January 13, 2022 -- New evidence suggests that immunotherapy could have the potential to temporarily reprogram patients' immune cells to attack a specific target via a single injection of mRNA. The study, published in Science, could lead to a new treatment for heart failure.
Heart failure is often driven in part by fibroblast cells. These cells respond to heart injury and inflammation by chronically overproducing fibrous material that stiffens the heart muscle, thus impairing heart function, a condition called fibrosis.
Clinical trials using antifibrotic therapeutics have only demonstrated a modest effect. To address this clinical challenge, researchers at the University of Pennsylvania (UPenn) have demonstrated the use of CAR T cells to specifically eliminate activated fibroblasts as a therapy for heart failure. (Science, January 6, 2022, Vol. 375:6576, pp. 91-96)
CAR T cells target T cells and can be multiplied using cell culture techniques and reinfused into a patient to attack a specific cell type. The first CAR T-cell therapy was developed by researchers from UPenn and the Children's Hospital of Philadelphia. It was approved by the U.S. Food and Drug Administration in 2017 to treat certain leukemias, and later, it was approved for lymphoma.
Although CAR T-cell technology is currently used primarily to treat cancers, with dramatic results in many otherwise hopeless cases, its developers have long envisioned harnessing the approach for other diseases. Dr. Jonathan Epstein, chief scientific officer for Penn Medicine and executive vice dean and the William Wikoff Smith professor of cardiovascular research of the Perelman School of Medicine at UPenn, and colleagues showed in a 2019 study that the standard CAR T-cell approach can be used to attack overactive cardiac fibroblasts and restore heart function in a mouse model of heart failure.
In the current study, the authors generated modified nucleoside-containing mRNA, encoding a CAR designed against fibroblast activation protein (FAP) (a marker of activated fibroblasts) and packaging it in CD5-targeted T cell-targeted lipid nanoparticles (LNPs) (referred to as targeting antibody/LNP-mRNA cargo or CD5/LNP-FAPCAR).

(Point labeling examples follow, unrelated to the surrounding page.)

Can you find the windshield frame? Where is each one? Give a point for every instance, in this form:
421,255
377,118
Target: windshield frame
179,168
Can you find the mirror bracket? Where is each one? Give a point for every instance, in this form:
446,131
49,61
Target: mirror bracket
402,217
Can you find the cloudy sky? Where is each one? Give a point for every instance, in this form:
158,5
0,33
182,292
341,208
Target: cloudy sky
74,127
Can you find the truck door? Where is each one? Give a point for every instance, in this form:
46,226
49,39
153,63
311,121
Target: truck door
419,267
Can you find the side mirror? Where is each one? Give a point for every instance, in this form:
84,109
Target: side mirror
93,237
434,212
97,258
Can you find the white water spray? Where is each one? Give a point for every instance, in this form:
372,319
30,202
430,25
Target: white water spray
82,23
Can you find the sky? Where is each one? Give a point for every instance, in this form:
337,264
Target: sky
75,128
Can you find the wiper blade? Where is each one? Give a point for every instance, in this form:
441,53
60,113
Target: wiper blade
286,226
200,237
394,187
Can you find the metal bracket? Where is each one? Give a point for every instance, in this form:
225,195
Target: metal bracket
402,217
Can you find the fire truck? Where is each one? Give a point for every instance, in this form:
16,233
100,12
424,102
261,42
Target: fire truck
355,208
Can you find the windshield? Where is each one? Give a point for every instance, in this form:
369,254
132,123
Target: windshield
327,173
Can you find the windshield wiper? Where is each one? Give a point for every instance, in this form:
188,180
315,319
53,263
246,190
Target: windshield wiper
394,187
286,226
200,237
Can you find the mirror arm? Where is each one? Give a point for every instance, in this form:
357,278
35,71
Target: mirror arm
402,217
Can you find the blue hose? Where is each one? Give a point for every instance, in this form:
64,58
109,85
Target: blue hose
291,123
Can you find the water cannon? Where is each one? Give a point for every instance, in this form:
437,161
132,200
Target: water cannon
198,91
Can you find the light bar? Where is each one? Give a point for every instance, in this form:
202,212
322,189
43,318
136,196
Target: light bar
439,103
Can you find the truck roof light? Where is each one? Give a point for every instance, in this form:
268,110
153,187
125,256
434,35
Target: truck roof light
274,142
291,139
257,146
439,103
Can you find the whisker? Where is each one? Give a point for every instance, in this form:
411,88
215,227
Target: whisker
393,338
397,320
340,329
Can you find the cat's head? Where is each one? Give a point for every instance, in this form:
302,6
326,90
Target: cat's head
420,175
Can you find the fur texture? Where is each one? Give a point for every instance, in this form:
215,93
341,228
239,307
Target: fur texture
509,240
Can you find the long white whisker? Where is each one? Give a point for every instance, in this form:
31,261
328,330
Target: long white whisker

These LNP-generated CAR T cells were able to effectively kill FAP-expressing target cells in vitro with 89% to 93% efficiency. Mice were injured to allow fibrosis to be established before injecting CD5/LNP-FAPCAR. Two days after LNP injection, authors found a consistent population of FAPCAR+ T cells (17.5%-24.7%) exclusively in mice that received CD5/LNP-FAPCAR.
The researchers also reported marked functional improvements in injured mice treated with in vivo-produced transient FAPCAR T cells. Injured mice treated with CD5/LNP-FAPCAR exhibited normalized left ventricular and end-diastolic volumes. Though body weight did not show statistically significant differences after CD5/LNP-FAPCAR injection, the trend in improvement compared with control mice was noted.
Injections of the mRNA in mice that modeled heart failure successfully reprogrammed a large population of mouse T cells, causing a major reduction of heart fibrosis and a restoration of mostly normal heart size and function with no evidence of continued antifibroblast T-cell activity one week after treatment.
The researchers are continuing to test this mRNA-based transient CAR T-cell technology, with the hope of eventually starting clinical trials.